The post-trial comment of Lawrence’s mother Doreen was at once appropriate and poignant. “Today is not a day to celebrate,” she said. “How can I celebrate when my son lies buried?” Her sentiments will not be widely shared by those who found in the murder and its aftermath a cautionary tale of a latent racism in Britain, one that embraced what an official enquiry into the response of the police called the “institutional racism” of the Met.
That well-aimed chunk of mud stuck to the wall of Scotland Yard, and the brown stain remains visible to this day, despite the considerable and worthy efforts of successive commissioners to scrub it clean.
Dobson, now 36 (seventeen at the time of the murder) and Norris, now 35 (then sixteen) will engender little sympathy outside their sordid circle of friends and bigoted bed-fellows everywhere.
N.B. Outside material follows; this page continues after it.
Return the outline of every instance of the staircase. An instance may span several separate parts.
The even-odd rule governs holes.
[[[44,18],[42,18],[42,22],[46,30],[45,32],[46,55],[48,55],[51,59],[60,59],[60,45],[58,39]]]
Both come across as what most normal people in these parts would call “a nasty piece of work.”
Very nasty indeed by all accounts. Dobson was already serving a five-year sentence for drug dealing. Norris, homeless and serially unemployed, had twice been acquitted of charges in earlier knife attacks, and was convicted in 2002 of throwing a coke bottle at a black policeman at whom he yelled “nigger”. Norris’s pattern of behaviour seems firmly rooted in family tradition: his father, Clifford, has been described as a south London drug baron; his mother has been investigated for attempting to hide evidence. Witnesses in the Lawrence case were allegedly warned off testifying.
So, not the kind of families that one would wish to find moving in next door.
Not the kind of people with whom one wishes to share the planet. That we have no choice in the matter is only ameliorated by the knowledge that they will be sharing it at Her Majesty’s pleasure.